Daniel Dennett, on the other hand, thought it was at least conceivable that AI could be conscious. With his lumbering bulk and Santa Claus beard, Dennett was an unmistakable figure in the philosophical world. He coined the term “intuition pump” as an explanation for how thought-experiments functioned. Pumping our intuitions can be helpful, he believed, but they can also mislead. What we need is to examine how the pump operates, he said, to “turn all the knobs, see how they work, take them apart.”
A thought-experiment for which he had particular loathing was the Chinese Room. He argued that its principal error was to portray language as akin to instructions. But for a computer to master a language would take millions and millions of lines of code. And, though we might say that the man alone in the room doesn’t understand, perhaps the system as a whole does.
Dennett felt that Mary’s Room had similarly hoodwinked us. To expose this, he presented another thought-experiment. Mary is as before, an unusual woman whose life has been led entirely in monochrome, until the day when the door opens. But this time, he wrote:
As a trick, they prepared a bright blue banana to present as her first colour experience ever. Mary took one look at it and said, “Hey! You tried to trick me! Bananas are yellow, but this one is blue!” Her captors were dumbfounded.
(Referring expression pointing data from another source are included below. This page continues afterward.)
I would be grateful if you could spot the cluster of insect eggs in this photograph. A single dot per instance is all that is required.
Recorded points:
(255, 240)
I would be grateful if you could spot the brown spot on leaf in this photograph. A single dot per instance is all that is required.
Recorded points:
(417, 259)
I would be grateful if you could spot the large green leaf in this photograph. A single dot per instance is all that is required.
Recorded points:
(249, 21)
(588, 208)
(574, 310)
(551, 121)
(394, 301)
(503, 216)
How did she do it? “Simple,” she replied. “You have to remember that I know everything—absolutely everything—that could ever be known about the physical causes and effects of colour vision. So of course before you brought the banana in, I had already written down, in exquisite detail, exactly what physical impression a yellow object or a blue object (or a green object, etc.) would make on my nervous system.”
Mary is the world expert on colour, so why wouldn’t she spot such an obvious deceit? Dennett argued that the idea that we had feelings, thoughts and desires that were resistant to an objective, external, physicalist analysis was mistaken. In that sense, “qualia” were a mirage, a kind of useful fiction. If we do away with this fiction, then a major barrier vanishes to building AI that’s like a human in most important respects.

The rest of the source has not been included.